Yum China, China’s largest restaurant corporation, is a market leader in responsible resource management. This is accomplished by the implementation of specific steps such as decreasing food loss and waste, developing sustainable packaging solutions, and focusing on water conservation, which successfully minimises natural resource use in its operations.
The corporation is working towards its stated 2030 target of reducing food waste by 10% per restaurant by 2030 as compared to the baseline in 2020. In order to achieve this goal and reduce food loss and waste, the company has investigated novel approaches and partnerships to develop green and sustainable business and consumption models in the restaurant industry. To reduce food waste, the organisation uses cutting-edge technology and scientific management techniques.
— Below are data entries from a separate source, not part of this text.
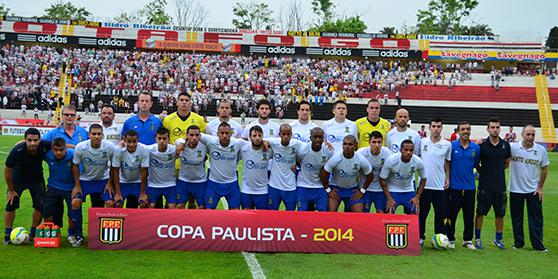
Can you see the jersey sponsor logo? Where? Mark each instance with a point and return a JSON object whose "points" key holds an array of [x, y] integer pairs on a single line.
{"points": [[396, 236], [111, 230]]}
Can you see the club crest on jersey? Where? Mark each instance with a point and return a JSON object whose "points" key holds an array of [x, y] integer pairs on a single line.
{"points": [[396, 236], [111, 230]]}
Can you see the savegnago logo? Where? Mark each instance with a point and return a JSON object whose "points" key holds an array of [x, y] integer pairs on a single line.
{"points": [[111, 42], [52, 39], [281, 50]]}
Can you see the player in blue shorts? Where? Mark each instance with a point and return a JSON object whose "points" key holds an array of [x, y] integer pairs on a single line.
{"points": [[312, 157], [376, 155], [192, 177], [161, 179], [93, 156], [345, 168], [254, 190], [129, 171], [397, 176], [223, 180]]}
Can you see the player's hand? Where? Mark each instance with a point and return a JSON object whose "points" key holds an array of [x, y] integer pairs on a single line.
{"points": [[357, 195], [538, 192], [333, 195], [416, 202], [76, 191], [11, 196], [390, 206]]}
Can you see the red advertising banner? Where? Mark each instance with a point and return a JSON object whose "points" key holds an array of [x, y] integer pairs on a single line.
{"points": [[255, 231]]}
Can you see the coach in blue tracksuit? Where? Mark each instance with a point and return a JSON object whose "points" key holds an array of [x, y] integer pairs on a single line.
{"points": [[461, 193]]}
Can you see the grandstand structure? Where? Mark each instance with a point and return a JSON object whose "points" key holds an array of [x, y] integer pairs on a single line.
{"points": [[298, 64]]}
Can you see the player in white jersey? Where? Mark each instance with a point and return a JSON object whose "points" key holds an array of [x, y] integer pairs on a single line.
{"points": [[270, 128], [223, 180], [161, 179], [253, 193], [282, 181], [302, 126], [396, 176], [376, 154], [93, 156], [528, 171], [312, 157], [111, 131], [338, 127], [402, 132], [436, 156], [192, 178], [345, 168], [224, 115], [129, 171]]}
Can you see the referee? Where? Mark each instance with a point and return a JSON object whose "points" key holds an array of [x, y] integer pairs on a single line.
{"points": [[526, 185], [494, 159]]}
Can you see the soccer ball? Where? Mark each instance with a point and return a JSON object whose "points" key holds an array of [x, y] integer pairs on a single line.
{"points": [[19, 235], [440, 241]]}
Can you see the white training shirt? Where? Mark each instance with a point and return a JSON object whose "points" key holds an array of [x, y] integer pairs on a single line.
{"points": [[394, 139], [162, 167], [344, 171], [94, 161], [130, 163], [254, 170], [335, 132], [213, 127], [192, 163], [434, 156], [271, 129], [376, 162], [224, 159], [399, 175], [311, 163], [525, 167], [301, 131], [284, 158]]}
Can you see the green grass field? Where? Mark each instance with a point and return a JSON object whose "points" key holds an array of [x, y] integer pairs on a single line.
{"points": [[24, 261]]}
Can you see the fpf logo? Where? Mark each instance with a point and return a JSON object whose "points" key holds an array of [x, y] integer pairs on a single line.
{"points": [[111, 230], [396, 236]]}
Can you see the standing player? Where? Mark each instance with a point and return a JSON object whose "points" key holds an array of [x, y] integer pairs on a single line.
{"points": [[312, 157], [24, 170], [345, 168], [192, 178], [222, 180], [436, 156], [161, 179], [224, 115], [461, 194], [93, 156], [396, 179], [111, 130], [302, 126], [253, 193], [372, 122], [526, 185], [60, 180], [282, 182], [494, 159], [402, 132], [376, 154], [129, 171], [337, 128], [270, 128]]}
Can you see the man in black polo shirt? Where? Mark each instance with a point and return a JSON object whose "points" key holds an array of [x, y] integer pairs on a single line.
{"points": [[24, 170], [494, 159]]}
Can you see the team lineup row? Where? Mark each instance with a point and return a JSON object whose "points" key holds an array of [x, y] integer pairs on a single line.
{"points": [[328, 173]]}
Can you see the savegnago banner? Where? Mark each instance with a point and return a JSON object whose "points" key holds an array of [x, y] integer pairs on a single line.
{"points": [[255, 231], [492, 55]]}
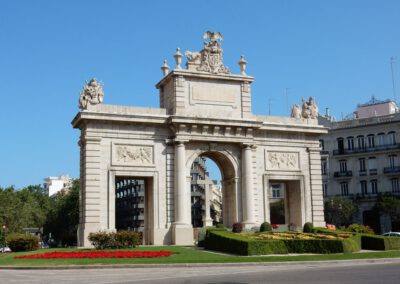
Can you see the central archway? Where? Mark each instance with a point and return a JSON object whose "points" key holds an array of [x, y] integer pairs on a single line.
{"points": [[228, 166]]}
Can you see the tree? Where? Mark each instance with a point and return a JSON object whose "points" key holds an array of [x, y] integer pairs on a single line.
{"points": [[23, 208], [339, 211], [63, 218], [390, 205]]}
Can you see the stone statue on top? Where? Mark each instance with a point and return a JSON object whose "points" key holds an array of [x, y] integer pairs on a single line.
{"points": [[92, 93], [209, 59], [308, 109]]}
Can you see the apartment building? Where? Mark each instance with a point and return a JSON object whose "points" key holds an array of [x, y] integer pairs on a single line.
{"points": [[360, 158]]}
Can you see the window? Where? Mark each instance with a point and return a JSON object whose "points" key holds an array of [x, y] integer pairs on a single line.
{"points": [[343, 166], [276, 191], [371, 141], [392, 160], [321, 145], [362, 164], [392, 138], [324, 166], [372, 166], [361, 142], [381, 139], [344, 188], [395, 185], [363, 186], [325, 188], [374, 186], [350, 143], [340, 145]]}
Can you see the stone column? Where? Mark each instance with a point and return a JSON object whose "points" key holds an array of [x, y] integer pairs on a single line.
{"points": [[207, 221], [90, 193], [182, 231], [247, 189]]}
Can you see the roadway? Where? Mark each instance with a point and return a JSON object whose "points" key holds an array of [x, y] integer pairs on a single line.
{"points": [[362, 272]]}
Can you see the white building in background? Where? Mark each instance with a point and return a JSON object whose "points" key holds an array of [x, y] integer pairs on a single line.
{"points": [[360, 159], [54, 184]]}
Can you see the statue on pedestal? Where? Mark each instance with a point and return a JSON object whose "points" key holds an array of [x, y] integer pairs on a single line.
{"points": [[308, 109], [92, 93]]}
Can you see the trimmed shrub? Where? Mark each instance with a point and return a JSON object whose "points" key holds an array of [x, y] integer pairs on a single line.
{"points": [[361, 229], [121, 239], [22, 242], [101, 239], [201, 236], [219, 226], [239, 244], [308, 227], [374, 242], [237, 228], [265, 227], [127, 239]]}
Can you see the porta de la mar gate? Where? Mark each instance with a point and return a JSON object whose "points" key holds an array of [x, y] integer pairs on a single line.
{"points": [[204, 111]]}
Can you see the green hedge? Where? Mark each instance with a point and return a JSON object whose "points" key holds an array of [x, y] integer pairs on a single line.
{"points": [[120, 239], [233, 243], [22, 242], [374, 242]]}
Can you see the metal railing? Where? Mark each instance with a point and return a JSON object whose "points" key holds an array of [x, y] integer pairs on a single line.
{"points": [[343, 174], [391, 170], [366, 149]]}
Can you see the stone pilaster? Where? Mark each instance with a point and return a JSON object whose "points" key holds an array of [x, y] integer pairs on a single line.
{"points": [[182, 231], [90, 206], [247, 188], [207, 221], [317, 200]]}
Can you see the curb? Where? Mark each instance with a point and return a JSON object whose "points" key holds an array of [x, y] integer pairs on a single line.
{"points": [[193, 265]]}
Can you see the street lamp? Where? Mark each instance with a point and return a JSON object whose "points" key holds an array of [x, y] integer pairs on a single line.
{"points": [[4, 237]]}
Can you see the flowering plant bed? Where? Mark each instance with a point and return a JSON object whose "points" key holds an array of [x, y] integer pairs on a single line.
{"points": [[97, 254]]}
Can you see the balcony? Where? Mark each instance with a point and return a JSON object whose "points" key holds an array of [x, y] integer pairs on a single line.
{"points": [[391, 170], [366, 149], [362, 173], [345, 174], [373, 172]]}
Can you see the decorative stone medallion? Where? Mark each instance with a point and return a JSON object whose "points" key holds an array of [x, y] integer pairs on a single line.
{"points": [[135, 155], [288, 161]]}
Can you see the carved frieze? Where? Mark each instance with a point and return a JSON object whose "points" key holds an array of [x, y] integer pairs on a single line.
{"points": [[208, 59], [135, 155], [288, 161], [92, 93]]}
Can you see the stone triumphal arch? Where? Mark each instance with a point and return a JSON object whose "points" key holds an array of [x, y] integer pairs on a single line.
{"points": [[204, 111]]}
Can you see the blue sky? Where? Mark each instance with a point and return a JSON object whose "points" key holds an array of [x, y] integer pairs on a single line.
{"points": [[336, 51]]}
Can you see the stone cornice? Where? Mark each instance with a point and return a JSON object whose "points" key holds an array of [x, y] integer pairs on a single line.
{"points": [[203, 75]]}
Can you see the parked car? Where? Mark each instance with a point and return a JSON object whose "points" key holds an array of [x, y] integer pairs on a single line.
{"points": [[5, 249], [391, 234]]}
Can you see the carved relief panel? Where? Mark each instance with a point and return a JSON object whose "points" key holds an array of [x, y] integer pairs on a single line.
{"points": [[287, 161], [132, 155]]}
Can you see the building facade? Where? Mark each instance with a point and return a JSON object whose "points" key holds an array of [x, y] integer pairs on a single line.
{"points": [[54, 184], [360, 159], [205, 111]]}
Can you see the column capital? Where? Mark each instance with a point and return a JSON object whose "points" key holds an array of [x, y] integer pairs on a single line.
{"points": [[248, 145], [180, 141]]}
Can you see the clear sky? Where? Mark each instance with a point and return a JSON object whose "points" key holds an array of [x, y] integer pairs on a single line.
{"points": [[336, 51]]}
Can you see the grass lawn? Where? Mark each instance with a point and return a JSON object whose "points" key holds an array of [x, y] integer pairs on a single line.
{"points": [[182, 255]]}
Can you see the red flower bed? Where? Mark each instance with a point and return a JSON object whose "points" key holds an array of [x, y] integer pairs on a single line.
{"points": [[98, 254]]}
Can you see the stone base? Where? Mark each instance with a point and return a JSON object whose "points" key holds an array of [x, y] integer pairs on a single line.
{"points": [[248, 226], [182, 235], [208, 222], [161, 237], [319, 224], [83, 232]]}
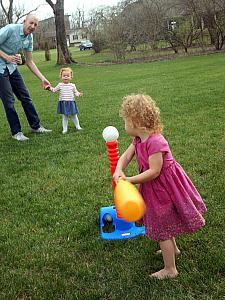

Yum China has expanded the share of cold chain transportation and uses AI and IoT to improve ingredient purchasing forecast accuracy and inventory management. To improve food processing, the company employs oil-saving fryers and changes frying volume on a batch-by-batch basis to avoid overcooking. Furthermore, the firm has improved food disposal by recycling food waste and publicising KFC’s pioneering Food Bank Programme.
KFC’s Food Bank Programme was founded in 2020 with the goal of giving extra food from our outlets to area residents in need. The programme not only helps to minimise food waste but also actively contributes to the reduction of GHG emissions.